Distilling complexity to communicate the future of precision medicine

pro bose
HealthWellNext
Published in
3 min readNov 30, 2016

We are at the cusp of potential breakthroughs in personalized medicine, and there are a range of innovation areas where they are likely to take place. The Personalized Medicine World Conference, which took place in late January in Silicon Valley, identified 6 major themes that encapsulate this innovation:

• Genetics-informed personalized immunotherapy and the development of personal immunotherapies in oncology based on emerging biomarker strategies
• Noninvasive liquid biopsies for cancer patients. The analysis of tumor-derived nucleic acids and cells in the blood allows for individualized therapy selection and response-based optimization
• The microbiome as a potentially modifiable biomarker.
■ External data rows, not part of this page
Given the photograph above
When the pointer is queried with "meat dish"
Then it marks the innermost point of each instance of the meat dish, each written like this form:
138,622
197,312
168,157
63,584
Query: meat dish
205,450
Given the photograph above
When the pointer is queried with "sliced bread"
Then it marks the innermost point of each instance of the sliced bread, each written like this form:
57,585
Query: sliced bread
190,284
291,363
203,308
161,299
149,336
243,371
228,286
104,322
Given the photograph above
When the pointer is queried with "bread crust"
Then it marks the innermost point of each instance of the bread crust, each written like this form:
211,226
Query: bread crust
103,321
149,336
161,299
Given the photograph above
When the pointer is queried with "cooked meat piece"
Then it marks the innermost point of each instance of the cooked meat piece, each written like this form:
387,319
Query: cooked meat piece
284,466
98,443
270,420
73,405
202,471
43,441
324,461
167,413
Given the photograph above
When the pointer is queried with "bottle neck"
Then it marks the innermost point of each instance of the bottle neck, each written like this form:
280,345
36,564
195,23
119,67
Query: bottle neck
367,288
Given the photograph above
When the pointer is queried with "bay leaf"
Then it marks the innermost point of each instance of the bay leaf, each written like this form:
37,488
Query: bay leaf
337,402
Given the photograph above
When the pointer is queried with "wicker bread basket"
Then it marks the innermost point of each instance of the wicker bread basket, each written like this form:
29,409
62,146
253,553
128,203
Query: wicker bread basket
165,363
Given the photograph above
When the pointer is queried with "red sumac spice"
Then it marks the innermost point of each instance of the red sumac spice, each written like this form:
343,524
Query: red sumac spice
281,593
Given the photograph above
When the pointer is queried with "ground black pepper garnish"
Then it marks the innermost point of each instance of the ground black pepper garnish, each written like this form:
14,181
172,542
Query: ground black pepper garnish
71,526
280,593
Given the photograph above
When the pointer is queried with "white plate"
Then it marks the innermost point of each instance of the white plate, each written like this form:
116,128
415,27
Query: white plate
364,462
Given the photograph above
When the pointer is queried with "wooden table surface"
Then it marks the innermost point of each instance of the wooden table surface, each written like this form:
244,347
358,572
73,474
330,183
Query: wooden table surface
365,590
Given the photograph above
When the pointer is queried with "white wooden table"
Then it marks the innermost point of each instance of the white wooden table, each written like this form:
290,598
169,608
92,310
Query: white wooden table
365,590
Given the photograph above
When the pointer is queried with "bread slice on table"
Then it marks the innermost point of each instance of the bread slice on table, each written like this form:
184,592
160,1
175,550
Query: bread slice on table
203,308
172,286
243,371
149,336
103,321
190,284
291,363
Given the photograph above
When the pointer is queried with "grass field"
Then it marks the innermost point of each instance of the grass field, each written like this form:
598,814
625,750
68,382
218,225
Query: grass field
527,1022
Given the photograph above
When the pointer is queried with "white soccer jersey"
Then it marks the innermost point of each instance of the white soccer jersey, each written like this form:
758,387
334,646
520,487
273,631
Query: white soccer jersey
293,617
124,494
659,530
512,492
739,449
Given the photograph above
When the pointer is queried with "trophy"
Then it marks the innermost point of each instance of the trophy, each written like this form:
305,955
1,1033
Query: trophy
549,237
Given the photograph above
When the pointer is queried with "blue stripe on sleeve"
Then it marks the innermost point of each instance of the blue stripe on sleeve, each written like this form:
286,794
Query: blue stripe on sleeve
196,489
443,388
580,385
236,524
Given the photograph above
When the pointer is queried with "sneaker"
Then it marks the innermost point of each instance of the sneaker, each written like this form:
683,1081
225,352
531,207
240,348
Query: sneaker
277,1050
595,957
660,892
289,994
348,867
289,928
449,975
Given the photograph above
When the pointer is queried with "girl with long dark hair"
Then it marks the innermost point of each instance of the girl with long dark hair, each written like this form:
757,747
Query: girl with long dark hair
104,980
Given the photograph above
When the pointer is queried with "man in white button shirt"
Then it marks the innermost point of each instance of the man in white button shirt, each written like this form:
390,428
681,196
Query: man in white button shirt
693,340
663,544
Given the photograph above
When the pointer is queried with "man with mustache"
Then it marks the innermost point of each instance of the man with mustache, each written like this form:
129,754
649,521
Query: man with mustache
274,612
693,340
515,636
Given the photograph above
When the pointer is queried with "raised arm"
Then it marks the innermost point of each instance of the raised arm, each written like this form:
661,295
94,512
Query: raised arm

There are at least as many bacterial cells as human cells in a human being; the human microbe interface is just beginning to be understood as a critical area of study
• Data solutions in clinical genomics. This is perhaps the buzziest area, thanks to genome giants like Craig Venter. The body of knowledge that genomic sequencing is creating through the identification of genetic causes of not just diseases, but of what makes us who we are, is spectacular
• The role of practicing pathologists in personalized medicine. This is a fast-evolving area that is taking a new look at how to get the right test for an individual at a moment in time. Reframing the traditional role of the lab is both an opportunity and a barrier
• Expansion of noninvasive prenatal testing. What’s currently widely accepted in high-risk settings has the potential to become more commonplace as the technology, costs, and benefits converge

Paradigm-changing potential

Each of these areas holds extraordinary potential for changing the paradigm of medicine — one that shifts a framework based on correlating individual symptoms to past treatment outcomes in the general population to prevention based on personally identifiable disease risk.

While I’m not professionally qualified to delve into these areas with scientific rigor, as a healthcare marketer it is a fascinating area and a communications challenge to consider that very soon our providers, insurers, and patients (or should I say pre-patients) will need to understand these concepts and their commercial ramifications.

Why simplification isn’t simple

In thinking about communicating complex and intricate science, I often begin by asking myself a few basic questions:

• Is it more important to understand how the science of it works or its potential benefit?
• Would it be more impactful to present the innovation or the story of the inventor?
• What is the intent of current communications in terms of inspiring action?

The answers will vary based on the stage of product development and the level of informed awareness within the market. And while these questions may seem general, they become important to think through critically when communicating emerging healthcare technologies and solutions to an audience with a variable ability to comprehend their true value.

In the desire to differentiate products and solutions with complex attributes, the communications model often tends to become simplistic in an effort to simplify, thereby losing the essence of a health solution’s true value. On the flip side, surprisingly often, less complex disease areas tend to get overcomplicated and dependent on the how, rather than the “so what,” due to a lack of real differentiation among the products. Simplification is a thoughtful process — one that requires critical thinking in distilling complexity, not by the exclusion of complexity but by its refinement. As we move forward, this ability will be needed among healthcare marketers more than ever before.